Uldal ha difatti completato un poligono con il sensazionale tempo di 12”9. Ha impiegato 5”5 per rilasciare il primo colpo, dopodiché sono trascorsi sempre tra il 1”1 e il 1”7 fra la ricarica e la pressione sul grilletto! Sia chiaro, non ha sparato a casaccio, bensì con cognizione di causa. Il ragazzo ha colpito quattro bersagli su cinque, impressionando (e spaventando) la concorrenza con la sua performance.
Oltre a un innato talento naturale, c’è dello studio dietro a quanto realizzato. La posizione con cui viene imbracciata la carabina approcciandosi alla piazzola di tiro è particolare e innovativa. Non a caso, il video della sua impresa ha letteralmente fatto il giro del web.
Quanto accaduto apre un’interessante tema di riflessione. È questo il futuro del biathlon? Provocatoriamente parlando, si potrebbe dire che si abbandona la carabina per imbracciare il mitra. Si parla concettualmente, sia chiaro. Però 12”9 significa portarsi verso tempistiche da armi automatiche, non manuali!
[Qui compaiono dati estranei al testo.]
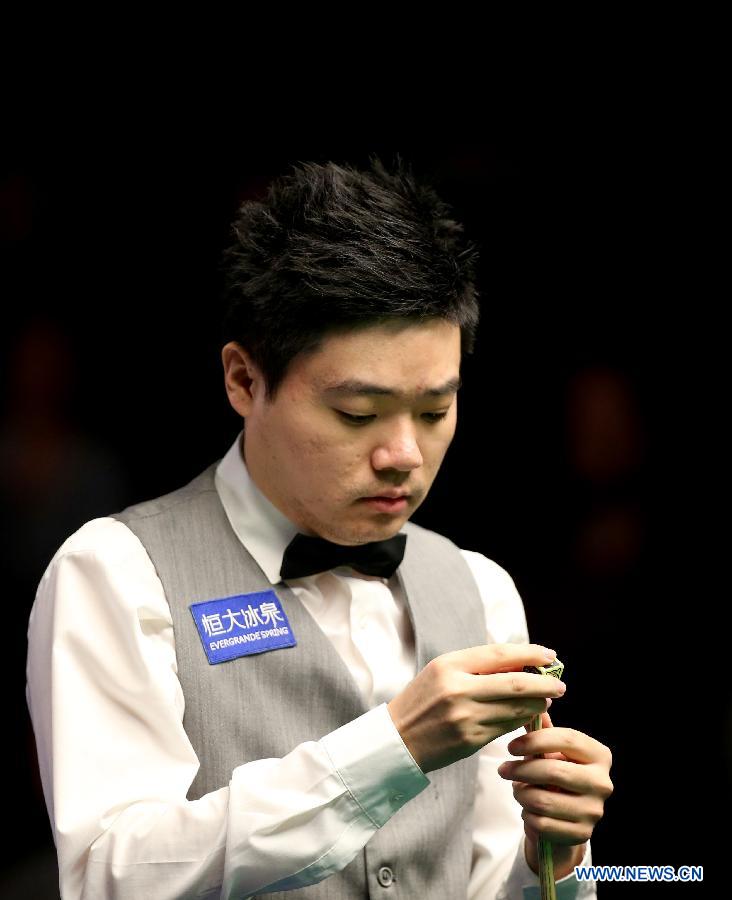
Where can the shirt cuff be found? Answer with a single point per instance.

Con l’avvento del XXI secolo, la rapidità di sparo associata alla precisione è diventata sempre più importante (fu uno dei segreti del successo di Martina Glagow, ormai due decenni orsono, ma rappresenta anche le fondamenta su cui Dorothea Wierer ha edificato gran parte delle sue fortune).
È eclatante quanto ci si stia avvicinando sempre di più al limite delle possibilità umane, perché sinora vedere un poligono completato nell’ordine dei 18” rappresentava l’eccellenza assoluta. Ora, invece, ci si sposa viepiù verso l’estremizzazione della rapidità di sparo, con tutti gli annessi e connessi de caso. Uldal resterà un fenomeno isolato, oppure diventerà il prototipo del biathleta del futuro? La risposta arriverà da qui al 2030.